Un hasard minutieux (1974)

Rue Réaumur, dans ce bureau de tabac dont on ravale la façade à l’aide d’un échafaudage en tubes d’acier, j’attends patiemment mon tour pour acheter un paquet de gitanes. Devant moi un homme âgé et bavard, de type calabrais, à l’œil un rien adjudant, pour qui sans doute venir se ravitailler en gros gris est l’occasion de commander encore quelqu’un, tient le tenancier immobile qui l’écoute par politesse commerciale.

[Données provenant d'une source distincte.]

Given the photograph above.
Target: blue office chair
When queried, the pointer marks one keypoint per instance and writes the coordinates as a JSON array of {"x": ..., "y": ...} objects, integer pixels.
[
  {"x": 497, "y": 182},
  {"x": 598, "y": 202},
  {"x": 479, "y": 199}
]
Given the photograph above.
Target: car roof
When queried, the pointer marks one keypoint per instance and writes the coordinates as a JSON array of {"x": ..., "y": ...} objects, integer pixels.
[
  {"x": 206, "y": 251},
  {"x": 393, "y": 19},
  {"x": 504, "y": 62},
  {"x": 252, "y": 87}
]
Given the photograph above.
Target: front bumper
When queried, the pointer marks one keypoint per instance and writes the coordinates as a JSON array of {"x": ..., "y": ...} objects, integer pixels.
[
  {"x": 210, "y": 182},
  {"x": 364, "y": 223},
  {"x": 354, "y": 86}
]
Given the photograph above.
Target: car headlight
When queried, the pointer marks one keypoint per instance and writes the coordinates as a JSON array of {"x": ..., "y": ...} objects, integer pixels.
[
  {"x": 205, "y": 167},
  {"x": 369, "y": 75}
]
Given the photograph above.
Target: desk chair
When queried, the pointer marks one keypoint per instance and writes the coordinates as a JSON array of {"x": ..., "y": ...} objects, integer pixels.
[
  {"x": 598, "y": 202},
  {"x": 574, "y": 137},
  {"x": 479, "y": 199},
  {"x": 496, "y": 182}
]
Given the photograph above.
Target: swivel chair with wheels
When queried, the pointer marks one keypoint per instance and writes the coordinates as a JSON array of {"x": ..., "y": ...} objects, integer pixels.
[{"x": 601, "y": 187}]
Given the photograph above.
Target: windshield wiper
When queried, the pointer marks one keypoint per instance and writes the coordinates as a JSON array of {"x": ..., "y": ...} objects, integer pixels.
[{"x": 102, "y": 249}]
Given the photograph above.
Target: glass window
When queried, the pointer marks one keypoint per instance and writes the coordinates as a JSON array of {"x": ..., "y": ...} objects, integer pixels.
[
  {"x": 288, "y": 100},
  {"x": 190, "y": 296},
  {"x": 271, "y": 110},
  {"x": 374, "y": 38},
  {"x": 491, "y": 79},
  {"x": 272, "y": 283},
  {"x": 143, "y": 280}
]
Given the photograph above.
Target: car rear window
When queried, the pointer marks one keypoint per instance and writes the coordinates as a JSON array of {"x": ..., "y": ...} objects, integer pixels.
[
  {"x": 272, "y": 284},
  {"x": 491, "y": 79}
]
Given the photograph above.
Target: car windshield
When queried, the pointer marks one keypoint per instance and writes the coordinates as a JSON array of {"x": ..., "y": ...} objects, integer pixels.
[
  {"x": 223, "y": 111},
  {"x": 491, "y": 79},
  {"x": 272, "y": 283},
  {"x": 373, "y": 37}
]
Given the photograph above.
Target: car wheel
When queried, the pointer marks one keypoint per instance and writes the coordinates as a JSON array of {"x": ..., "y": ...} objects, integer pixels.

Je n’ose rompre le visible besoin du vieil homme que j’observe avec intérêt tant il trahit un désir de s’accrocher là avec des propos en forme de grappin. Il amorce plusieurs fois son départ mais, sur une hésitation, il revient et trouve à nouveau quelque chose dautre à dire.

Cet homme est désorienté et n’agit pas de lui-même ; je serais prêt à jurer qu’il obéit à une force qui se joue de lui comme elle l’entend. Je ne me trompe pas, l’homme finit par avouer au tenancier que « ça ne va pas »… il ressent une sorte d’angoisse qui s’amplifie chaque fois qu’il veut s’en aller. Le « Tabac » rit, et, tout en me faisant le geste de prendre patience, lui rétorque un rassurant « s’il fallait s’écouter chaque fois que ça ne va pas !…»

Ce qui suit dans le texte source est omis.